Accepted paper:

Mining and the transformation of rural communities in North Western Province, Zambia: the case of Manyama

Authors:

Wilma Nchito (University of Zambia)
David Namutoka (Ministry of Local Goverment)

Paper short abstract:

The North Western Province in Zambia has been called the new Copperbelt due to the increase in mining activities. These activities are bringing about changes in villages. This paper presents an analysis of the transformations that have taken place in Manyama a village in the shadow of Lumwana mine.

Paper long abstract:

The recent mining activities in the North Western province were a welcome relief for the Zambian economy which had seen a drastic downturn in mining investment and output since the 1990s. The recent exploitation of ore bodies in the North Western Province brought about a heightened level of activity in the predominantly rural region.
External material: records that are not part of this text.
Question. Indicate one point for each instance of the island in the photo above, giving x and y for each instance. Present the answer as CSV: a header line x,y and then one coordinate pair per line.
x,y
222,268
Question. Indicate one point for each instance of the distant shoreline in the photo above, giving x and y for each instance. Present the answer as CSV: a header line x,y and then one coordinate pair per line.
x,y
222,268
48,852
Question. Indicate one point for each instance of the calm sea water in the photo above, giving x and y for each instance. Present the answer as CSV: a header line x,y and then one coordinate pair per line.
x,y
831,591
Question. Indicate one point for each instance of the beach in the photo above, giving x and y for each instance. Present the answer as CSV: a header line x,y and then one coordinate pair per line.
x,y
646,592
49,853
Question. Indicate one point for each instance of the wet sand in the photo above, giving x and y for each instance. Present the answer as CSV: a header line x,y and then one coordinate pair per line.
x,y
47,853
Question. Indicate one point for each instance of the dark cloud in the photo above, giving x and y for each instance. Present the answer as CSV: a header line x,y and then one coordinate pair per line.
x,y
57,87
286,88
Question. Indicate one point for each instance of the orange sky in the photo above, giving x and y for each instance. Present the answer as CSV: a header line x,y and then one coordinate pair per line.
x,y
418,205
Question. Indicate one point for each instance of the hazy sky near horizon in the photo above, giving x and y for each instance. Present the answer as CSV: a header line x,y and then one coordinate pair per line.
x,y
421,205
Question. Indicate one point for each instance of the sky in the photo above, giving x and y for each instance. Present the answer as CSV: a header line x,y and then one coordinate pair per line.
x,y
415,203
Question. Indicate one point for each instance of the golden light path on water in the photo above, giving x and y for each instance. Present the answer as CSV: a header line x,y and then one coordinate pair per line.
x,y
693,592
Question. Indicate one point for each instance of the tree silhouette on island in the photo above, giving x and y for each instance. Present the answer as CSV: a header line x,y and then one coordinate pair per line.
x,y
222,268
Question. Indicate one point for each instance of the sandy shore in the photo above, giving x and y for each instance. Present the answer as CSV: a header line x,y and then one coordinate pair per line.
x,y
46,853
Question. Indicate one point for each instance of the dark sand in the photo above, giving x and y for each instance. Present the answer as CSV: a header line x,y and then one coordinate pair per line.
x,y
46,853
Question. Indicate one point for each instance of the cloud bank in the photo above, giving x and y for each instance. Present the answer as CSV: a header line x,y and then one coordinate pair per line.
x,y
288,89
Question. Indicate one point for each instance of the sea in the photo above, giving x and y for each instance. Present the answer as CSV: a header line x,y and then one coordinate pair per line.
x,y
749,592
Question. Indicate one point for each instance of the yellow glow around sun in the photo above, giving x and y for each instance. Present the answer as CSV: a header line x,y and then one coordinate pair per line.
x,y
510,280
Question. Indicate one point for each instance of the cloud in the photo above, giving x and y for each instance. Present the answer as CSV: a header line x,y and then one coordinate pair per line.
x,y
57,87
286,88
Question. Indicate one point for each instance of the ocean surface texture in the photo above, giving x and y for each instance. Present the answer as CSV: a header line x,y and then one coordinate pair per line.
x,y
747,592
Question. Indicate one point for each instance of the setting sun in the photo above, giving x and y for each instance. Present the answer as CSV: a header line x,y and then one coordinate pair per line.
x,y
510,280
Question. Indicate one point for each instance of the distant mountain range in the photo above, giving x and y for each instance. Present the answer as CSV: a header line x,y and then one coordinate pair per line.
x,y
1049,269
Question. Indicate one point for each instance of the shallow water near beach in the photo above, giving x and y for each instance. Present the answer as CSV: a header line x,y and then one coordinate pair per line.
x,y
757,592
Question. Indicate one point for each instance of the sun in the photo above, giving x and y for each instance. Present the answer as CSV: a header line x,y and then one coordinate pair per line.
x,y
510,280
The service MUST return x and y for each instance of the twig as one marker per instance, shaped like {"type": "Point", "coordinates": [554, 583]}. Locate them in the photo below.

Settlements like Manyama which are close to the mines have experienced rapid changes as migrants expectant of finding employment in the mines flood the villages. The paper presents results from a study carried out in Manyama which considered the transformations which had taken place in the settlement due to the mines. Manyama is a conglomeration of 15 villages which are experiencing encroachment by urban structures and activities do to their proximity to Lumwana mine. Using a questionnaire, the study interviewed 75 migrants to ascertain why they had moved to Manyama. It also included interviews with village headmen to verify the transformations. The study found that migrants had stimulated both social and morphological transformations in Manyama village which had become more urban in form and function. Despite becoming more urban in form the settlement remains under traditional land tenure which causes complications for the local authority in terms of development planning. The paper argues that the mines should contribute to the planning and development of such settlements which are a source of labour which is critical to the production. The paper also asserts that mining activities have produce 'rural slums' which will cause social problems in future.